Friday, January 10, 2020

The Socialist Party: Sticking to Principles

There are some men and women who accept socialist ideas but who rejected the position of the Socialist Party. They do so for reasons that seem to them convincing. They agree upon the fundamentals and the need for social change, that there must be a majority for socialism politically organised to gain democratic control of the machinery of government, taking it out of the hands of the capitalists.

However when faced with the reality of the millions of men and women, ignorant of socialist principles, faced with the immediate problems of getting a living, supporting the pro-capitalist parties, bedazzled by nationalism and patriotism, awed by the power and privileges of the rich, they despaired at turning their fellow-workers into a political party for socialism. They sought an alternative quicker way and chose to ease the hardships of the poor and improve capitalism to gain the gratitude of the people who would turn be more readily receptive to socialism.

They said to us in the Socialist Party: “You mean well and your case is logical, but logic is not enough. The slow, hard progress on the direct, uphill road to socialism is theoretically right, but impossible in practice. People being what they are we must leave the straight road and come back later on.”

Those well-meaning, good-intentioned one-time socialists  re-planned and revised their political platforms. While retaining the socialist ideal they placed it as a far-off objective and instead concentrated on the immediate day-to-day bread and butter practical issues, like minimum wages, protecting the Welfare State. Naturally this takes up a lot of energy permitting less time for advocating socialism. It also meant being side-tracked from the socialist path and making opportunist alliances with pro-capitalists but only for a time, they said. The working class freed from the worry and misery of the extremes of capitalism would express interest in further social evolution and prove that the reformist way was the better way. 

We have had over a century now to evaluate that strategy and examine it under the light of experience.The promised reforms we have in profusion, though without weakening capitalism. The Labour Party is now wholly absorbed in task to win still further reforms, many of them the same ones that they promised to introduce quickly at the beginning. If the aim was to keep capitalism goingand to dissuade working people from demanding socialism, it has worked out very well. But some supporters of the Labour Party genuinely aim at socialismand the once attractive appeal of social reform has led only into the muddled mess of capitalist politics and now they are hopelessly bogged down in it. They have forgotten all about the road to socialism and the objective of putting an end to capitalism.  
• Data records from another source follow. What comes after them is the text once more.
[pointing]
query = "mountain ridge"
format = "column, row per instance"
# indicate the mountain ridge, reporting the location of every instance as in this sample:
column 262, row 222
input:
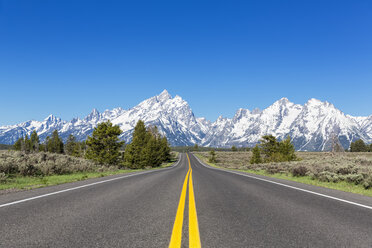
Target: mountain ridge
column 311, row 126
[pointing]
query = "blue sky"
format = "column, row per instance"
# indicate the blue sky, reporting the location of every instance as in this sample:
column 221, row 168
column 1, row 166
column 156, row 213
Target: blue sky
column 67, row 57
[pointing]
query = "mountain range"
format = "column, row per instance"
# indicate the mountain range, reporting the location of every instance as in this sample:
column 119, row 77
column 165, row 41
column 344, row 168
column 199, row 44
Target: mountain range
column 311, row 126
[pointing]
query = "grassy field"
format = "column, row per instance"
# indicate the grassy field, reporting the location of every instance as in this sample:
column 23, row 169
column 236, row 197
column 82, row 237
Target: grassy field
column 350, row 172
column 52, row 169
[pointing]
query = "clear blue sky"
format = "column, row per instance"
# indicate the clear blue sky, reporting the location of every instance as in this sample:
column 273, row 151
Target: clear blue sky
column 67, row 57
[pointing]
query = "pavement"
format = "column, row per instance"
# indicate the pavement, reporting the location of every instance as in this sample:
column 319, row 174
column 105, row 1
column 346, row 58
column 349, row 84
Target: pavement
column 222, row 209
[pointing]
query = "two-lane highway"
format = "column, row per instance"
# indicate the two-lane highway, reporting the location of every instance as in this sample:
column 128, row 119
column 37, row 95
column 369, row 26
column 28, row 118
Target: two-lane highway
column 220, row 208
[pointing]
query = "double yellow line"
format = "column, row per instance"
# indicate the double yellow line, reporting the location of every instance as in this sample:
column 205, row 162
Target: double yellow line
column 194, row 237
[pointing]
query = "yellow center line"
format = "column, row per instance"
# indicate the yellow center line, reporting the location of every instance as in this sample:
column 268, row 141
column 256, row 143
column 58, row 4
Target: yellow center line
column 177, row 227
column 194, row 237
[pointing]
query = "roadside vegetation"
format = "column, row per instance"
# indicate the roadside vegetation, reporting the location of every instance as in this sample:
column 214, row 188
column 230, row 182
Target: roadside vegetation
column 33, row 164
column 347, row 171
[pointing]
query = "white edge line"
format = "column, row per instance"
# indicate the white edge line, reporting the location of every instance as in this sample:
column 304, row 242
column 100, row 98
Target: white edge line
column 285, row 185
column 88, row 185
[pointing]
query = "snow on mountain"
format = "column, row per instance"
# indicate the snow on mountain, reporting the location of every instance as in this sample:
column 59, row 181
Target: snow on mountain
column 311, row 126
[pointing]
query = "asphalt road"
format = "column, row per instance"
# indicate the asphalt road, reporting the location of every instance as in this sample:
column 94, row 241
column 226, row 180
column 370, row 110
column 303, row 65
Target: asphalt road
column 140, row 211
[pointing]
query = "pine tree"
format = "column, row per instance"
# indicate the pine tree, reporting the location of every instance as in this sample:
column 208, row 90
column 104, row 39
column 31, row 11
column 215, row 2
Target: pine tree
column 27, row 144
column 196, row 147
column 212, row 157
column 358, row 146
column 54, row 144
column 18, row 144
column 104, row 144
column 287, row 150
column 72, row 147
column 35, row 142
column 151, row 153
column 269, row 145
column 165, row 150
column 256, row 155
column 134, row 154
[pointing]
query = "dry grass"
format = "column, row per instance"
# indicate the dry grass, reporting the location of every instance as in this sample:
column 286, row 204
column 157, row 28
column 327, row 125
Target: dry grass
column 354, row 168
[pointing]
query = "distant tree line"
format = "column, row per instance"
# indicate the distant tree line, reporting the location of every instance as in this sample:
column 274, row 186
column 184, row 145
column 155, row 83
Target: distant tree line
column 52, row 144
column 360, row 146
column 271, row 150
column 148, row 147
column 197, row 148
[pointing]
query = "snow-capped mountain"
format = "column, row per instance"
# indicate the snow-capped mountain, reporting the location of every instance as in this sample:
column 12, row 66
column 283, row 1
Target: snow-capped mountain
column 311, row 126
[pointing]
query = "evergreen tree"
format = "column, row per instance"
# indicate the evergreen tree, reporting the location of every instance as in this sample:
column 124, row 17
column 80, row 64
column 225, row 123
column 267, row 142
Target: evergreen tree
column 27, row 144
column 54, row 144
column 269, row 145
column 72, row 147
column 165, row 150
column 134, row 154
column 358, row 146
column 18, row 144
column 212, row 157
column 35, row 142
column 196, row 147
column 151, row 153
column 256, row 155
column 287, row 150
column 104, row 144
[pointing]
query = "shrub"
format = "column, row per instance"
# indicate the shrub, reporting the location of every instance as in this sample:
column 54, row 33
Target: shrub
column 354, row 178
column 367, row 184
column 299, row 171
column 3, row 177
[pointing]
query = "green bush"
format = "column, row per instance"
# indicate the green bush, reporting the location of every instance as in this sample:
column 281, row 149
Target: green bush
column 299, row 171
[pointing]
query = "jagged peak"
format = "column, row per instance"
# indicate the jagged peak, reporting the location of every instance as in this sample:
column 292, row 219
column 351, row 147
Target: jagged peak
column 164, row 95
column 256, row 111
column 282, row 101
column 51, row 118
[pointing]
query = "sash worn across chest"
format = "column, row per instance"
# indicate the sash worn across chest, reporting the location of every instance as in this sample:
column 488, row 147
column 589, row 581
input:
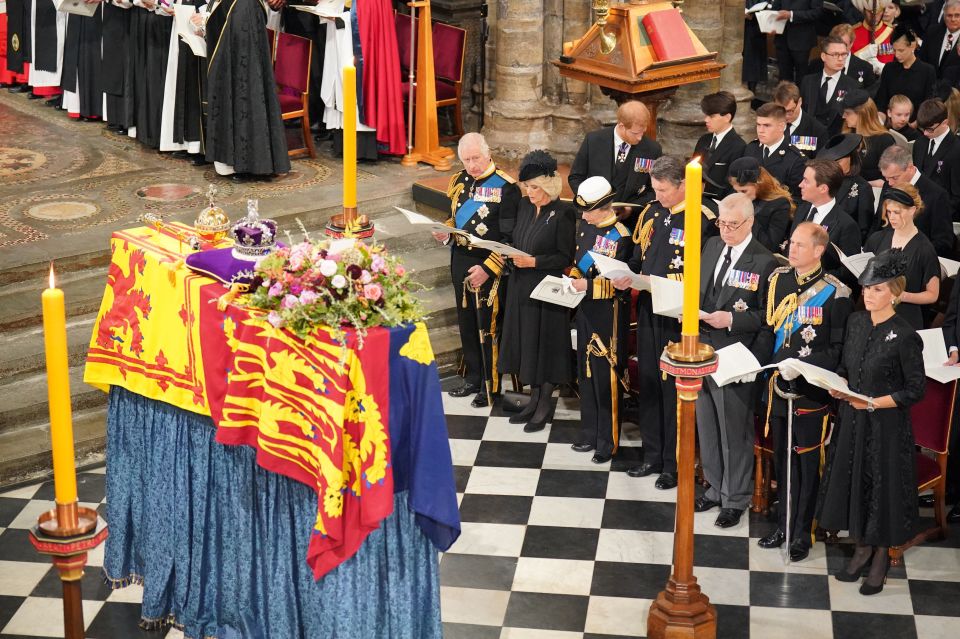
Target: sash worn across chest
column 469, row 207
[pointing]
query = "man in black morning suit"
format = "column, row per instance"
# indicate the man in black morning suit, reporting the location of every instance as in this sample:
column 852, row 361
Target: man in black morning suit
column 621, row 154
column 823, row 92
column 802, row 129
column 936, row 219
column 940, row 42
column 780, row 158
column 658, row 250
column 821, row 181
column 807, row 312
column 733, row 281
column 798, row 37
column 937, row 152
column 720, row 145
column 483, row 202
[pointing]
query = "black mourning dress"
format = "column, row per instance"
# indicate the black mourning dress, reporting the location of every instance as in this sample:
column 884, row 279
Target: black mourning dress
column 869, row 484
column 771, row 223
column 535, row 343
column 922, row 264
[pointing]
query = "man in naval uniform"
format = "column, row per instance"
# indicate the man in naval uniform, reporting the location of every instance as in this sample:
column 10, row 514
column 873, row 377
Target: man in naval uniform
column 483, row 202
column 807, row 311
column 773, row 149
column 603, row 320
column 658, row 250
column 733, row 280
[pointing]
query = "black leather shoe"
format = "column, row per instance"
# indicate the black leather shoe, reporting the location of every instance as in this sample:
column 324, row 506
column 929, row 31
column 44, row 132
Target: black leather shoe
column 799, row 550
column 702, row 504
column 954, row 515
column 728, row 517
column 480, row 401
column 774, row 540
column 666, row 481
column 464, row 391
column 643, row 470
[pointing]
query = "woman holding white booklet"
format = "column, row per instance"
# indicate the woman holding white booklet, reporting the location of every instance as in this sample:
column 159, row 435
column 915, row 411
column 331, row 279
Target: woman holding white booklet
column 869, row 481
column 901, row 207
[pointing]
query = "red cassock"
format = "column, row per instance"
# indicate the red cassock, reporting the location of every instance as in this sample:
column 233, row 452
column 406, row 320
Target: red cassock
column 382, row 94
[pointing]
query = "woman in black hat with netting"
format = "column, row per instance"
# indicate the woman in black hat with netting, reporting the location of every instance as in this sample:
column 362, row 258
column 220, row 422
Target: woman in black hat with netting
column 899, row 208
column 855, row 195
column 869, row 482
column 535, row 343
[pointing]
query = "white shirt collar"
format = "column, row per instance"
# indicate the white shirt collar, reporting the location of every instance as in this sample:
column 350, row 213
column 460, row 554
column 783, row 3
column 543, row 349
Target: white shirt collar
column 735, row 253
column 823, row 210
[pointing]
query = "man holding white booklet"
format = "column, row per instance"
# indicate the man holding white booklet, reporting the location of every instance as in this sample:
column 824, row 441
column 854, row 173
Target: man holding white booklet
column 733, row 283
column 807, row 311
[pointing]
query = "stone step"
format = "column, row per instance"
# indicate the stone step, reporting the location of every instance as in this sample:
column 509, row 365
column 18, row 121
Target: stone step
column 22, row 351
column 25, row 453
column 23, row 400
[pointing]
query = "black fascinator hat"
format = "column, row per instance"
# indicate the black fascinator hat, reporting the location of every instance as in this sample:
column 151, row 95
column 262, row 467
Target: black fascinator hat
column 883, row 268
column 745, row 171
column 535, row 164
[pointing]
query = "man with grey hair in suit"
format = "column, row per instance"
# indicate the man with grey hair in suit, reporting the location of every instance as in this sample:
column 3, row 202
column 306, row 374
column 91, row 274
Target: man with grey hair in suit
column 733, row 280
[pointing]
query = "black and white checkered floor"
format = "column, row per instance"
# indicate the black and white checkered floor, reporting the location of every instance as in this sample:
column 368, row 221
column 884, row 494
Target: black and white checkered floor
column 554, row 547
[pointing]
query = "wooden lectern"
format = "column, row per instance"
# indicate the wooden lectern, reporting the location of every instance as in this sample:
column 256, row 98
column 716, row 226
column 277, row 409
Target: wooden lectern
column 616, row 55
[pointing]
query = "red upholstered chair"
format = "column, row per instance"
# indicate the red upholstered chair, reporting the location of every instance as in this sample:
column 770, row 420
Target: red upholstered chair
column 449, row 50
column 931, row 419
column 292, row 72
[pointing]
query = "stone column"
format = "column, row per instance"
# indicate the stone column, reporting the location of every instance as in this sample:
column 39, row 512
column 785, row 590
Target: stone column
column 517, row 119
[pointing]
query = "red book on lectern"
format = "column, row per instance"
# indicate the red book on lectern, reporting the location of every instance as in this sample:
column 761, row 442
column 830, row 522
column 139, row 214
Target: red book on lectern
column 668, row 34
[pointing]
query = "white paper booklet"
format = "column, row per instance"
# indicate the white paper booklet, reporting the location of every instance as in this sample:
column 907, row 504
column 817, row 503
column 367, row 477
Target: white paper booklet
column 854, row 263
column 425, row 223
column 820, row 377
column 78, row 7
column 735, row 361
column 182, row 14
column 935, row 354
column 554, row 290
column 614, row 269
column 768, row 23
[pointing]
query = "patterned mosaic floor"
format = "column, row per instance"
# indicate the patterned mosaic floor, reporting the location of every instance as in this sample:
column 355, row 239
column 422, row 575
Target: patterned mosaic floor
column 555, row 547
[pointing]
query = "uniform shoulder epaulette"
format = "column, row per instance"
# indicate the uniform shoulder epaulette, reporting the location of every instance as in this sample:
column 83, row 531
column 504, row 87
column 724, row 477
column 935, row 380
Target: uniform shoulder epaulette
column 780, row 270
column 453, row 181
column 842, row 289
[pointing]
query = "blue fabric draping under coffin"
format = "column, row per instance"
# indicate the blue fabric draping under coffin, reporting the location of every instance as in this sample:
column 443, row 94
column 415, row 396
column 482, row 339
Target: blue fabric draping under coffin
column 219, row 542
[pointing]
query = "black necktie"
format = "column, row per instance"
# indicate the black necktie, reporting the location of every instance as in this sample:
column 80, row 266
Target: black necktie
column 727, row 258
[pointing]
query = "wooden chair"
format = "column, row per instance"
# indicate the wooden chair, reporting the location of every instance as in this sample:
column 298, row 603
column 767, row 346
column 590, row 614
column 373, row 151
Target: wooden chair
column 449, row 50
column 292, row 72
column 931, row 419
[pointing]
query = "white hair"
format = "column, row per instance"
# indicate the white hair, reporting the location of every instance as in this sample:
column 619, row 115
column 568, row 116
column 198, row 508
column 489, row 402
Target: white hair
column 475, row 139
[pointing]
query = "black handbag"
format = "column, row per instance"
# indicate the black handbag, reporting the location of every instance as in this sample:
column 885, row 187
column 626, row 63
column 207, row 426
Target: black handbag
column 514, row 401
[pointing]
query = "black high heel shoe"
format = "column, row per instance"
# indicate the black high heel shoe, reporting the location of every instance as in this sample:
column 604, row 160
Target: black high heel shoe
column 855, row 566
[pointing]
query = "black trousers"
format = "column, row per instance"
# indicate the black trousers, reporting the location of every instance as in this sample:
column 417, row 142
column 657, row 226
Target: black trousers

Now the Labour Party is back where it started, looking for another cure for the social ills within capitalism. Reformism has not brought us any nearer to socialism  and it has exhausted whatever socialist interest there was originally in the minds of those who joined the Labour Party to reach a socialist society. So much so that the politicians inside the Labour Party have re-defined what their forebearers believed what socialism meant.

If all the energy devoted to chasing after reforms had been used instead to build up the socialist movement then the propertied class would have rushed forward all manner and shape of reforms in the hope, though a vain one, of buying it off.